誰もが一突きでガリア王国軍は崩壊し、敵の牙城であるパリシィまでの道が開けると思っていた。そんな顔をしている。
それにプルメリアは口元を緩めながら言った。
「我々がどれだけ特火に依存していたか、よくわかったな。参謀長、貴方の知恵を貸してほしいのだけど」
オークの参謀長は唸るような声で「農園の奪取は不可避でしょう」と絞り出した。
何をするにしても突破口は必須だ。その重点を彼は農園と見ていた。
「農園を奪取できればコンピエニュ離宮と小村を分断できます。先ほどのガリアの抵抗から鑑み、敵もそれを恐れているはず」
「もう一度同じ轍を踏めと言う訳ではないのだろ? どうする」
「はい。農園を攻略する部隊と、それを護衛する部隊の二隊によって再攻撃をすべきかと。その上、農園の攻略隊には特火兵を付属させ、支援を与えるのが良いかと」
特火兵の重要さは先ほどの一戦で痛いほどよく知れた。故に万全の態勢で攻撃を行うには特火の支援は不可欠だ。

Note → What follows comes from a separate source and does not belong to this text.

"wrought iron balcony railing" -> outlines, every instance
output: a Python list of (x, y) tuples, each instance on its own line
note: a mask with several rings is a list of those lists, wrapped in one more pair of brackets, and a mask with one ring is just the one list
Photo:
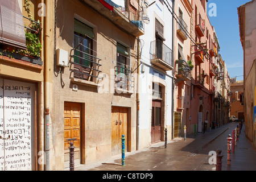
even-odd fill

「その案を採用しよう。細部を詰めてくれ。それと右翼のプルーサ王国第五師団へ。二個大隊を抽出し、第二師団の増援に充てるように。部隊選定は師団に一任する」
言葉を終えると参謀達はプルメリアの構想を実現させようと細部の策定に取り掛かる。
それを見守るプルメリアはまだ初戦だと自分に言い聞かせるように心の中で唱える。
もっとも北部軍の不幸中の幸いといえば司令官が癇癪持ちな彼女の夫でなかったことだろう。